L’incident est aussi rare que symbolique. Grey, Orange on Maroon, No. 8, une des œuvres du peintre américain Mark Rothko, a été temporairement retirée d’exposition après avoir été…accidentellement griffée par un enfant dans un musée. L’épisode, survenu dans le dépôt accessible du musée Boijmans Van Beuningen, a provoqué autant de consternation que de prudence médiatique.

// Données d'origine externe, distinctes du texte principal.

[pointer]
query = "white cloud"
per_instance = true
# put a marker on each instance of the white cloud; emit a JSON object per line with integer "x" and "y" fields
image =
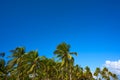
{"x": 113, "y": 66}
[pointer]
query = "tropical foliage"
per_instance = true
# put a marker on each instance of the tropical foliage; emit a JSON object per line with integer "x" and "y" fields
{"x": 24, "y": 65}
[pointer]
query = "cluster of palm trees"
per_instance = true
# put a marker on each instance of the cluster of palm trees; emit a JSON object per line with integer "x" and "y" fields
{"x": 24, "y": 65}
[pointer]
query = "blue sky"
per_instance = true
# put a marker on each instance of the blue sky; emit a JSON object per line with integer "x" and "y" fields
{"x": 91, "y": 27}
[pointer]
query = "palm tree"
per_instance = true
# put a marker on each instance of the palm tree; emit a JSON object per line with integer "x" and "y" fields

Le tableau n’est pas ce qu’on pourrait appeler un croquis de maternelle : estimée entre 40 et 50 millions, cette toile monumentale de 1960 tout en champs de couleurs vibrants est considérée comme un joyau de l’abstraction américaine. Sa surface, comme beaucoup d’œuvres du maître de l’expressionnisme abstrait, n’est pas vernie, rendant chaque contact humain aussi indésirable que visible. Résultat : une série de griffures superficielles dans la partie inférieure du tableau causées par le simple effleurement de la main d’un enfant. Un accident que le musée qualifie pudiquement de « moment non surveillé ».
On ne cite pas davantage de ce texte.